The irony isn't lost on either of them. LinkedIn has been charging recruiters significant fees for years to use its platform, and is now turning to those same recruiters to fix what their AI still can't do: understand how recruiters actually think, work, and influence.
Nick's take? It's an admission. Nobody he's spoken to thinks LinkedIn's AI recruiting tools are genuinely good. The agents pull back irrelevant candidates, don't ask the right questions, and fundamentally misunderstand what recruitment value actually is. Because here's the thing... recruiters don't just find candidates. They influence them. The nuance, the emotional intelligence, the reading between the lines... that's where the fee is earned, and that's exactly what AI can't replicate. Yet.
Kat goes a step further, reading the LinkedIn move as something bigger: a play to eventually build an AI marketplace that cuts recruiters out entirely: employers on one side, candidates on the other, agents doing the matching in the middle. Nick's not convinced it'll work at the senior end. But for high-volume, transactional hiring? They both agree the shift is already happening.

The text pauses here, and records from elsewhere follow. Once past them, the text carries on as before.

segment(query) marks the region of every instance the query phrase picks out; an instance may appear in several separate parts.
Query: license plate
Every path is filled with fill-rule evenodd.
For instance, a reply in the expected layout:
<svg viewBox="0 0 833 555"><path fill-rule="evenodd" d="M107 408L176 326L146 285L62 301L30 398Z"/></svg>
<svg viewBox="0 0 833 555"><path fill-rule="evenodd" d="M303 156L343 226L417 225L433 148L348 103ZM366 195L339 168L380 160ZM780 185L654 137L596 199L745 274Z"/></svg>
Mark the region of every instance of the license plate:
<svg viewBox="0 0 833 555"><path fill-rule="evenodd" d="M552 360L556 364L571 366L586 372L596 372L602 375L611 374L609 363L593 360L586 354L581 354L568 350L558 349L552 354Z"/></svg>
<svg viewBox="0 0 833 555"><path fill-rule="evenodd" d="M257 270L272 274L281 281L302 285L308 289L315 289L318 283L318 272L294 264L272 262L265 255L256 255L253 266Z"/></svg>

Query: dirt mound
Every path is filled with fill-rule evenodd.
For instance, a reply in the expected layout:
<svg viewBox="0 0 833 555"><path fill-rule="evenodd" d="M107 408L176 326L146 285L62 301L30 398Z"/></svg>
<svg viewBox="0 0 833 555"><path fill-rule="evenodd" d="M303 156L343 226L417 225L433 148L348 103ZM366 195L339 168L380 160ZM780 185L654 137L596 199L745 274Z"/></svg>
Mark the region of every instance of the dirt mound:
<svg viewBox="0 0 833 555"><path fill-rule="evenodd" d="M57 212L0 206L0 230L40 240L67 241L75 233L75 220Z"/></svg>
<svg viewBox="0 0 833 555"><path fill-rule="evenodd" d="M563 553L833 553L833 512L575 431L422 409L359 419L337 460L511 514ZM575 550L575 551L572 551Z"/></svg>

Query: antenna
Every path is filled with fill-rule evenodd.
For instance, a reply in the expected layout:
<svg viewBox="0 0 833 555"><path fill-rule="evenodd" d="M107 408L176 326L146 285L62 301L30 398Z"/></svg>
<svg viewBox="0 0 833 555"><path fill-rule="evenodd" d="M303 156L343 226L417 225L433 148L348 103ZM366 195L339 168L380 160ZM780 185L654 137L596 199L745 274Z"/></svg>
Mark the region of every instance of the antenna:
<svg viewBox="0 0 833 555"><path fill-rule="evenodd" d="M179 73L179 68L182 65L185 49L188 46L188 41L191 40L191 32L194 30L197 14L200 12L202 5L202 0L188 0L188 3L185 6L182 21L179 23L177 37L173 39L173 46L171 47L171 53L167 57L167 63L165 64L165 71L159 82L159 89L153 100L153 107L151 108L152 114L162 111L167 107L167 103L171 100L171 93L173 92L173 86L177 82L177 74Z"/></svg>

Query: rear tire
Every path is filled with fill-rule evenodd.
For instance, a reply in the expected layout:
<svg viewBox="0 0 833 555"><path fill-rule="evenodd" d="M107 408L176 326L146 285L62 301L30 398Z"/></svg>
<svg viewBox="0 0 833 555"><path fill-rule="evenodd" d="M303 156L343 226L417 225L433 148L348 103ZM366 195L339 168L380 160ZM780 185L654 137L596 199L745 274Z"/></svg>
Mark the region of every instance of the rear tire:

The episode also covers some practical ground with Nick flagging Claude's native connectors as one of the most underrated quick wins available right now (the little + button in Claude that lets you hook up Gmail, Slack and more in a few clicks). And there's a timely warning about tools like Claude Cowork and Perplexity Personal. They are genuinely powerful, but dangerous if you ask them to do too much in one go. Context windows fill up fast, mistakes compound, and suddenly you've got garbage data you're manually fixing.
The analogy of the episode: treat AI like a trainee. Give it 20 things, not 120. Feed it small, specific, relevant information. And remember, just like a new starter who doesn't want to let you down, it'll confidently make things up before it admits it doesn't know.
Context is king. (Yes, it's officially the show's unofficial second tagline now. 👑)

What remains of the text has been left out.